In this paper, we propose a general procedure for establishing the geometric landscape connections of a Riemannian optimization problem under the embedded and quotient geometries. By applying the general procedure to the fixed-rank positive semidefinite (PSD) and general matrix optimization, we establish an exact Riemannian gradient connection under two geometries at every point on the manifold and sandwich inequalities between the spectra of Riemannian Hessians at Riemannian first-order stationary points (FOSPs). These results immediately imply an equivalence on the sets of Riemannian FOSPs, Riemannian second-order stationary points (SOSPs), and strict saddles of fixed-rank matrix optimization under the embedded and the quotient geometries. To the best of our knowledge, this is the first geometric landscape connection between the embedded and the quotient geometries for fixed-rank matrix optimization and it provides a concrete example of how these two geometries are connected in Riemannian optimization. In addition, the effects of the Riemannian metric and quotient structure on the landscape connection are discussed. We also observe an algorithmic connection between two geometries with some specific Riemannian metrics in fixed-rank matrix optimization: there is an equivalence between gradient flows under two geometries with shared spectra of Riemannian Hessians. A number of novel ideas and technical ingredients including a unified treatment for different Riemannian metrics, novel metrics for the Stiefel manifold, and new horizontal space representations under quotient geometries are developed to obtain our results. The results in this paper deepen our understanding of geometric and algorithmic connections of Riemannian optimization under different Riemannian geometries and provide a few new theoretical insights to unanswered questions in the literature.

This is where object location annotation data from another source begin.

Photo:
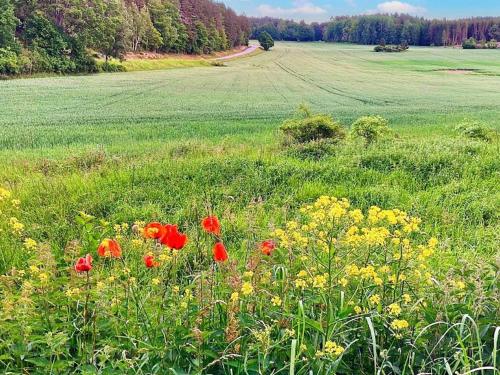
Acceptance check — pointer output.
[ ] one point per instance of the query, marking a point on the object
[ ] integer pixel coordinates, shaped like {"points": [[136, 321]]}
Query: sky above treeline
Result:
{"points": [[322, 10]]}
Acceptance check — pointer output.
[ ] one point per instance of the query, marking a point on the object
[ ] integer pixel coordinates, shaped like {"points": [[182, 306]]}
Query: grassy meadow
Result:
{"points": [[176, 145]]}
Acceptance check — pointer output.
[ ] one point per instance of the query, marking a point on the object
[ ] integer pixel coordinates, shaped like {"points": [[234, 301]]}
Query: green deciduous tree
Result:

翻译：本文提出了一般性流程，用于建立黎曼优化问题在嵌入几何与商几何下的几何景观关联。将该流程应用于固定秩半正定矩阵与一般矩阵优化问题后，我们在流形上的每一点建立了两种几何下黎曼梯度的精确关联，并在黎曼一阶稳定点处建立了黎曼海森矩阵谱之间的夹逼不等式。这些结果立即意味着固定秩矩阵优化在嵌入几何与商几何下的黎曼一阶稳定点集、黎曼二阶稳定点集以及严格鞍点集具有等价性。据我们所知，这是首次揭示固定秩矩阵优化中嵌入几何与商几何之间的几何景观关联，为黎曼优化中两种几何如何关联提供了具体范例。此外，本文还讨论了黎曼度量与商结构对景观关联的影响。我们还观察到固定秩矩阵优化中两种几何在特定黎曼度量下的算法关联：当两种几何的黎曼海森矩阵谱共享时，对应梯度流之间存在等价性。为获得上述结果，我们提出了一系列创新思想与技术要点，包括对不同黎曼度量的统一处理、施蒂费尔流形上的新型度量，以及商几何下新的水平空间表示。本文结果深化了对不同黎曼几何下黎曼优化几何与算法关联的理解，并为文献中若干未解问题提供了新的理论启示。